Resurrecting James Dean

DATELINE: Dug Out of the Film Mausoleum

Two hundred years ago Resurrection Men stole bodies out of graves and sold them to medical students.

Today Resurrection Men steal movie star images out of film archives to sell to fans. The body of work of James Dean is about to be dissected by film students.

A generation ago we wondered if old clips of TV and movies could be merged into a new script with old, dead actors as stars. It seemed fantastic to think James Dean could, at long last, costar with Marilyn Monroe.

Well, we have reached one plateau, or perhaps hole in the ground. It appears that James Dean, with permission of his greedy surviving relatives, will rise from the dead thespian hall of fame.


A script about some Vietnam-era characters will cannibalize a few of his past scenes, dubbed with a sound-alike actor, to create, without his knowledge or permission, a new movie: yes, his fourth leading role, sixty years after he won Oscar nominations for East of EdenandGiant, will likely result in no Oscar this time.

Some fans are incensed, and others are utterly perplexed at how such a task can be completed.

Can Dean be colorized, animated, and computer-generated into a character he never heard of, studied, or believed he could depict?

It won’t matter because the notion is out of his hands.

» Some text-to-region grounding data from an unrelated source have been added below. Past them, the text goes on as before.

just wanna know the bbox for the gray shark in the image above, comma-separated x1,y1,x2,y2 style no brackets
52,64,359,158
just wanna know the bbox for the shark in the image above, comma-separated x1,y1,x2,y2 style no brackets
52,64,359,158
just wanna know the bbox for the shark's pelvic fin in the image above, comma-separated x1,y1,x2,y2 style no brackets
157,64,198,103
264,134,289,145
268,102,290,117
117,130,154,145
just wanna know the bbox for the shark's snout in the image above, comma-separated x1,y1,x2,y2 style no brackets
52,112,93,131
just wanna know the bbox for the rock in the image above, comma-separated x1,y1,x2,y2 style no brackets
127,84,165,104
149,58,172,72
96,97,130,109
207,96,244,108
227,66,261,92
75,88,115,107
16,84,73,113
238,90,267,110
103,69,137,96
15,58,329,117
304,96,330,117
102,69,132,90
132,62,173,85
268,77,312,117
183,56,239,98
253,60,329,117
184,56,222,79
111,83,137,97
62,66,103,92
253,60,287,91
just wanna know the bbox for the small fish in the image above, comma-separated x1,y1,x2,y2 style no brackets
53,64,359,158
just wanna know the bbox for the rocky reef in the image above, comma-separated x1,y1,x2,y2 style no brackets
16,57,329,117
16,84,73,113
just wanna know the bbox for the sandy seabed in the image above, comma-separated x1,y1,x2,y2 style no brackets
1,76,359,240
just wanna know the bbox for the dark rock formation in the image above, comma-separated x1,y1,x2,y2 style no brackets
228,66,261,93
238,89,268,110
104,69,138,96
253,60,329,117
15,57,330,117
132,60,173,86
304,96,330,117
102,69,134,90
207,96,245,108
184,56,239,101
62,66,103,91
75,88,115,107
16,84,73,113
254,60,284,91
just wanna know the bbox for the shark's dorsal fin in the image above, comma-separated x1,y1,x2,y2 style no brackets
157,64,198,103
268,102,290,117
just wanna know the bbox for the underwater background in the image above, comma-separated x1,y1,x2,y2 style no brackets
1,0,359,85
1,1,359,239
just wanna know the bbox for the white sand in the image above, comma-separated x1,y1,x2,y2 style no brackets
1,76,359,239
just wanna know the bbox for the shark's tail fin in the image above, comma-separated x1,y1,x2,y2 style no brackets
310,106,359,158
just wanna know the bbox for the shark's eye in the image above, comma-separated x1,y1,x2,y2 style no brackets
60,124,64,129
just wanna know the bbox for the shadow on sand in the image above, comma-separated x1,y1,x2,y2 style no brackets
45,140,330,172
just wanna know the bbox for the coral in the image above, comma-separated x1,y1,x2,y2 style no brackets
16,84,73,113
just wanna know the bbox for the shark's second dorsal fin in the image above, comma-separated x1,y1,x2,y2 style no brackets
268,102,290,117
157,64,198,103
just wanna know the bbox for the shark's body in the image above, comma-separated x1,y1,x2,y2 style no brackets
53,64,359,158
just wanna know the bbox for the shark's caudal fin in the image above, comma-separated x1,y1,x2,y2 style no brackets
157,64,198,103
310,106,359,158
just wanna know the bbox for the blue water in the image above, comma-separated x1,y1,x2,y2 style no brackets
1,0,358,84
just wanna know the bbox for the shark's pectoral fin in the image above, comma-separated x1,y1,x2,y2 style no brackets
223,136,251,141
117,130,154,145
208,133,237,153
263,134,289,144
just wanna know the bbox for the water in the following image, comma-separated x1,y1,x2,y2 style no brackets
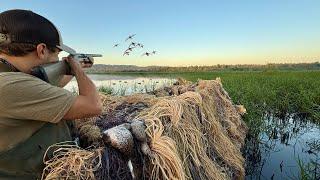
245,114,320,179
64,74,175,95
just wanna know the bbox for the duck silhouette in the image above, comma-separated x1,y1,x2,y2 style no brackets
125,46,136,52
113,43,120,48
125,34,136,42
123,51,130,56
152,51,156,54
141,52,150,56
129,42,137,47
137,43,144,48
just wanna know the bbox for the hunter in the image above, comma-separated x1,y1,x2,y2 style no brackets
0,9,102,179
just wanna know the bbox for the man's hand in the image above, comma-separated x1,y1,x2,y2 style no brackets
59,56,93,87
64,56,93,74
80,57,94,68
80,62,93,68
63,56,83,76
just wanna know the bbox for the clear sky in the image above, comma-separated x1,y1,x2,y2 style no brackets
1,0,320,66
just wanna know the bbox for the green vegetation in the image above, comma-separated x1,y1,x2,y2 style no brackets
291,157,320,180
96,79,175,96
87,62,320,74
98,86,113,95
103,71,320,126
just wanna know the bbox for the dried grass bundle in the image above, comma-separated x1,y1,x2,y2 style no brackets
198,88,245,178
198,80,247,145
43,78,247,180
136,78,247,180
138,94,227,180
41,142,103,180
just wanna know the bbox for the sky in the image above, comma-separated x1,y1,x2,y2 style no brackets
1,0,320,66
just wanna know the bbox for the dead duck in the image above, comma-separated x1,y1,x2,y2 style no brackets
102,123,134,156
130,119,152,156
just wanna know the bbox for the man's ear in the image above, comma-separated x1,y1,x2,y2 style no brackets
36,43,48,60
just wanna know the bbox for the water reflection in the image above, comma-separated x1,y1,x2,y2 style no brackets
245,114,320,179
64,74,175,95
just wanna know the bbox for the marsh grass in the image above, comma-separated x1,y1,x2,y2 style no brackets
107,71,320,124
98,86,113,95
288,157,320,180
96,79,175,96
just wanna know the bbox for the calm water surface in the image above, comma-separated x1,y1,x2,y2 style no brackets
245,114,320,180
64,74,175,95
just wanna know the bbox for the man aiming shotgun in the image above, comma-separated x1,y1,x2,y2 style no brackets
0,9,102,179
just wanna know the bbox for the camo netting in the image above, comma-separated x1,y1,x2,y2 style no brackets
41,78,248,180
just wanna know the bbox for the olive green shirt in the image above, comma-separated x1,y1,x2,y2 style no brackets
0,72,76,179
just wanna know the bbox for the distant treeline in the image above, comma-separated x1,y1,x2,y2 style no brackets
85,62,320,73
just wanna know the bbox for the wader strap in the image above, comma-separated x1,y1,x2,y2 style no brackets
0,58,19,72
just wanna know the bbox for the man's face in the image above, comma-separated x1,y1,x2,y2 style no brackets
42,47,60,64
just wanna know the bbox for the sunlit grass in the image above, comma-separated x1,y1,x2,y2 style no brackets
95,79,175,96
106,71,320,123
98,86,113,95
288,157,320,180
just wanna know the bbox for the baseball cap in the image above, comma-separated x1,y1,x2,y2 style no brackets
0,9,76,54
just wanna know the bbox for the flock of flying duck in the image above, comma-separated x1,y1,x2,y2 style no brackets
113,34,156,57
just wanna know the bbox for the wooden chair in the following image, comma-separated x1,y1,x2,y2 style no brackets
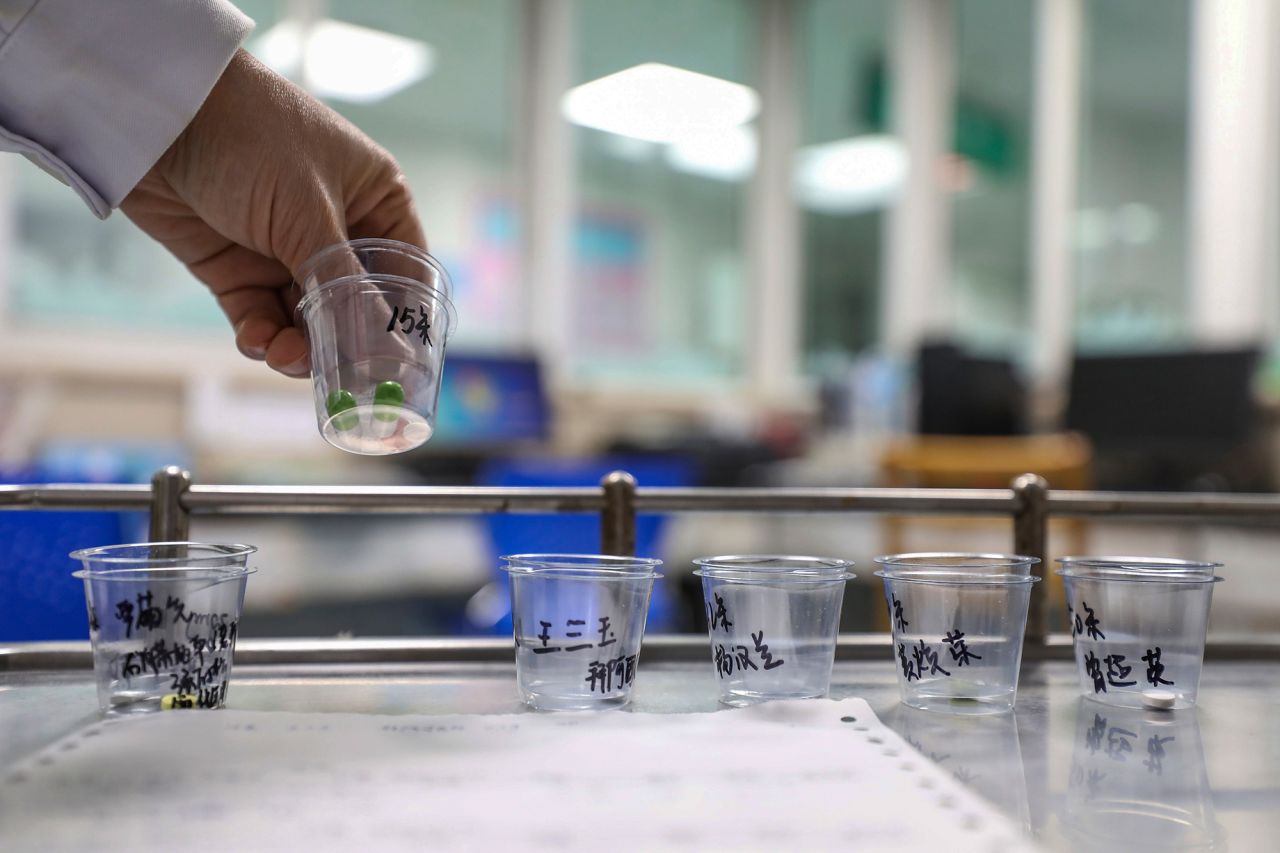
875,433,1093,630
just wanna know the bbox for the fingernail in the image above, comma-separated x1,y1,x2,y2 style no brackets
281,358,310,377
234,320,268,360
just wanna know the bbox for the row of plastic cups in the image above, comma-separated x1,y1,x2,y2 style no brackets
67,545,1220,718
501,554,855,711
504,552,1029,712
879,554,1223,715
503,552,1223,715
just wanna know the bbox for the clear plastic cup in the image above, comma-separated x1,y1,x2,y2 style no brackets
70,542,256,715
1062,698,1220,848
501,554,662,711
295,239,458,455
692,555,854,707
875,553,1040,715
1057,557,1223,710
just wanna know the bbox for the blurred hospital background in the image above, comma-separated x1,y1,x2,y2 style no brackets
4,0,1280,640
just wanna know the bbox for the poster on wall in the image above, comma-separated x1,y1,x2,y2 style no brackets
572,208,651,355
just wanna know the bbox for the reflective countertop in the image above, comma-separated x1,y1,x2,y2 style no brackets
2,655,1277,851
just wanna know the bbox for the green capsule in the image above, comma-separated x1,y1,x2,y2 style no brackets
374,381,405,405
373,381,405,423
326,389,358,431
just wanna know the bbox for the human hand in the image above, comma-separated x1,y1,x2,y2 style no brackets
121,49,424,377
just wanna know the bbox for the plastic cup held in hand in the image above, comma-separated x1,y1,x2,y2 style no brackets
296,238,457,455
502,554,662,711
876,553,1040,715
692,555,854,707
71,542,256,715
1057,557,1222,710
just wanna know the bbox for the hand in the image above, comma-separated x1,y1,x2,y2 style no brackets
121,49,424,377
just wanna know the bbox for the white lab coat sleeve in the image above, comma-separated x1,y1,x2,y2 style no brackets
0,0,254,218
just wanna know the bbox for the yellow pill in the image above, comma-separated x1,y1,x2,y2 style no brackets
161,694,197,710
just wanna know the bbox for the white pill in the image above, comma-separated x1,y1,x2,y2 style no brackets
404,422,432,443
1142,689,1177,710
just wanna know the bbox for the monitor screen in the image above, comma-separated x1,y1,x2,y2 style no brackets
1065,348,1260,445
432,354,550,446
918,342,1025,436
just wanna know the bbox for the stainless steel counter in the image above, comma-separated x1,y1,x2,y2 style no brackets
2,640,1275,852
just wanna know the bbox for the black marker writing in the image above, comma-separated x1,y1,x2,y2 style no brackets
891,596,909,632
584,653,637,694
533,621,561,654
1085,714,1107,755
706,594,733,633
1105,726,1136,762
943,630,981,666
912,639,950,677
1142,647,1173,686
1104,653,1136,688
597,616,616,647
898,642,919,682
1081,601,1105,641
387,303,433,346
751,630,784,670
1085,650,1107,693
714,643,759,677
1144,735,1174,775
108,592,239,710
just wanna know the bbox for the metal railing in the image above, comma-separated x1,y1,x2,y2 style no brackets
4,465,1280,654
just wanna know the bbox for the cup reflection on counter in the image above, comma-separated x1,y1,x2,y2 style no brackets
885,703,1031,831
1062,698,1220,850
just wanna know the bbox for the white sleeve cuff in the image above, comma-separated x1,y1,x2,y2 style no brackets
0,0,254,218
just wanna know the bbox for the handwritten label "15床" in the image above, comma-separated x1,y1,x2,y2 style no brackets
386,304,433,346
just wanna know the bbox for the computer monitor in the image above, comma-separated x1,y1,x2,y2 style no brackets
1065,348,1260,444
431,353,550,447
918,341,1026,435
1064,346,1265,490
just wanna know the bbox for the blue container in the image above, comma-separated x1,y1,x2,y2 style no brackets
0,468,142,641
474,456,691,634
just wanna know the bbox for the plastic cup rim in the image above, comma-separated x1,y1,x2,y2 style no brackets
72,565,257,582
1057,555,1223,583
693,554,854,585
693,571,855,585
295,238,452,296
874,551,1040,569
874,570,1042,586
692,554,854,584
501,553,663,580
69,542,257,565
1057,555,1221,569
1057,570,1224,584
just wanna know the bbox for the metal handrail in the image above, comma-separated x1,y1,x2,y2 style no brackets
7,480,1280,518
4,466,1279,653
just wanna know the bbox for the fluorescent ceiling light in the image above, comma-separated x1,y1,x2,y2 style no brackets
562,63,759,144
794,135,908,214
253,19,433,104
665,124,757,181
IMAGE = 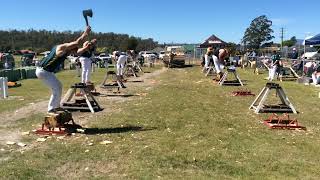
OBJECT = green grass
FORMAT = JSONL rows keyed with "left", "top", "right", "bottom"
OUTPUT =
{"left": 0, "top": 65, "right": 320, "bottom": 179}
{"left": 0, "top": 65, "right": 159, "bottom": 113}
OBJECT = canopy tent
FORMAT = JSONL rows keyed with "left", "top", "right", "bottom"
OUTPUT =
{"left": 198, "top": 35, "right": 226, "bottom": 48}
{"left": 304, "top": 34, "right": 320, "bottom": 45}
{"left": 302, "top": 34, "right": 320, "bottom": 56}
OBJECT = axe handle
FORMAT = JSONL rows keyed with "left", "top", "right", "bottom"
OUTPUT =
{"left": 85, "top": 17, "right": 89, "bottom": 26}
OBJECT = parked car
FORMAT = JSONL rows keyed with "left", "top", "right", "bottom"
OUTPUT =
{"left": 159, "top": 51, "right": 165, "bottom": 60}
{"left": 152, "top": 52, "right": 159, "bottom": 59}
{"left": 0, "top": 53, "right": 15, "bottom": 69}
{"left": 67, "top": 55, "right": 79, "bottom": 64}
{"left": 141, "top": 51, "right": 157, "bottom": 59}
{"left": 96, "top": 53, "right": 112, "bottom": 64}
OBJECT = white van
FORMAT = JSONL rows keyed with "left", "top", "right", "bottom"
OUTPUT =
{"left": 159, "top": 51, "right": 165, "bottom": 60}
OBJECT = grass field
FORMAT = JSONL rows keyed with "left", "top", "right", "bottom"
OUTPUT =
{"left": 0, "top": 64, "right": 320, "bottom": 179}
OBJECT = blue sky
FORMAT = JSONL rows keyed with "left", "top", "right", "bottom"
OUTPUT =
{"left": 0, "top": 0, "right": 319, "bottom": 44}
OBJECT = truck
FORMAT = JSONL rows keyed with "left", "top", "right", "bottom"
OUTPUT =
{"left": 163, "top": 46, "right": 186, "bottom": 68}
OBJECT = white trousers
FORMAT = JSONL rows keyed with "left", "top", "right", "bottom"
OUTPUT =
{"left": 117, "top": 58, "right": 126, "bottom": 76}
{"left": 312, "top": 73, "right": 320, "bottom": 84}
{"left": 80, "top": 57, "right": 92, "bottom": 83}
{"left": 204, "top": 54, "right": 211, "bottom": 68}
{"left": 268, "top": 65, "right": 277, "bottom": 81}
{"left": 213, "top": 55, "right": 223, "bottom": 73}
{"left": 36, "top": 67, "right": 62, "bottom": 112}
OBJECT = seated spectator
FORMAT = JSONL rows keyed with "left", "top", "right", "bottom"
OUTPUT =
{"left": 304, "top": 61, "right": 316, "bottom": 76}
{"left": 312, "top": 64, "right": 320, "bottom": 85}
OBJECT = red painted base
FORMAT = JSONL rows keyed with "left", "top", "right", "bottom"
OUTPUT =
{"left": 232, "top": 90, "right": 255, "bottom": 96}
{"left": 263, "top": 114, "right": 306, "bottom": 130}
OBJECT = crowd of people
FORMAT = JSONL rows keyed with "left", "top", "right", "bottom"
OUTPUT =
{"left": 201, "top": 46, "right": 320, "bottom": 85}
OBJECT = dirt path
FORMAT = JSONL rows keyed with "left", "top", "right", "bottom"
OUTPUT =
{"left": 0, "top": 101, "right": 48, "bottom": 128}
{"left": 0, "top": 67, "right": 167, "bottom": 146}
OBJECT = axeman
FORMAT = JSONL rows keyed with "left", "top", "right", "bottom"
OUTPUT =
{"left": 36, "top": 26, "right": 91, "bottom": 113}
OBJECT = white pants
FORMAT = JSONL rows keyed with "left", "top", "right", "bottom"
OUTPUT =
{"left": 213, "top": 55, "right": 223, "bottom": 73}
{"left": 36, "top": 67, "right": 62, "bottom": 112}
{"left": 117, "top": 57, "right": 126, "bottom": 76}
{"left": 312, "top": 73, "right": 320, "bottom": 84}
{"left": 204, "top": 54, "right": 211, "bottom": 68}
{"left": 268, "top": 65, "right": 277, "bottom": 81}
{"left": 80, "top": 57, "right": 92, "bottom": 83}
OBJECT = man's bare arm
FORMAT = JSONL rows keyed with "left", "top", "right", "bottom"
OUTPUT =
{"left": 56, "top": 26, "right": 91, "bottom": 56}
{"left": 77, "top": 43, "right": 91, "bottom": 55}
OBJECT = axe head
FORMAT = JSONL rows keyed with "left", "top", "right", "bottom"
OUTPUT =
{"left": 82, "top": 9, "right": 93, "bottom": 26}
{"left": 83, "top": 9, "right": 93, "bottom": 18}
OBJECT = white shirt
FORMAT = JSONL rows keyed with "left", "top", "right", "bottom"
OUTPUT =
{"left": 117, "top": 55, "right": 127, "bottom": 64}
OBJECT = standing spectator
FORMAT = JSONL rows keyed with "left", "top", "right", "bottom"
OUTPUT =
{"left": 312, "top": 64, "right": 320, "bottom": 85}
{"left": 268, "top": 50, "right": 282, "bottom": 81}
{"left": 291, "top": 48, "right": 298, "bottom": 59}
{"left": 168, "top": 51, "right": 176, "bottom": 68}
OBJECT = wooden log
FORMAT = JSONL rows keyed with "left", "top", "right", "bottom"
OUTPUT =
{"left": 44, "top": 111, "right": 73, "bottom": 129}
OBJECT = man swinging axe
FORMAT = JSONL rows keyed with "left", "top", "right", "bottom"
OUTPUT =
{"left": 36, "top": 26, "right": 91, "bottom": 113}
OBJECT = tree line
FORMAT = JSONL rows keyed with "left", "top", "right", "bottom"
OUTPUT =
{"left": 0, "top": 29, "right": 158, "bottom": 53}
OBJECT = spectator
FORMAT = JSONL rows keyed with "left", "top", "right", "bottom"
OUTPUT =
{"left": 291, "top": 48, "right": 298, "bottom": 59}
{"left": 312, "top": 64, "right": 320, "bottom": 85}
{"left": 268, "top": 50, "right": 282, "bottom": 81}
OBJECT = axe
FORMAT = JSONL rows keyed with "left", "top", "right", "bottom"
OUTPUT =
{"left": 82, "top": 9, "right": 93, "bottom": 26}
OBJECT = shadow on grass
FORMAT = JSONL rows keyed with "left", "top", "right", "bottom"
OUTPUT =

It is a new-fangled out-of-body experience. It might have driven James Dean out of his mind or sent him speeding off in a Porsche to his doom.

Nearly all of his costars are gone, and a few who lived long enough to entertain the misuse of their images in a post-death world, have left wills and other documents that will forbid any such action. Dean, alas, died long before such a notion was possible.

Dean will costar with other actors he never screen-tested, and it is impossible for him to create chemistry. He will be like a wooden statue in a department store window. Oh, his costars may be able to respond to his behavior, but he will be denied any chance to upstage them.

The film will be called FindingJack, and it’s entering pre-production.  It’s more like Finding Jack Spratt, as he is an invisible and hidden carbohydrate in a world of spaghetti film stock.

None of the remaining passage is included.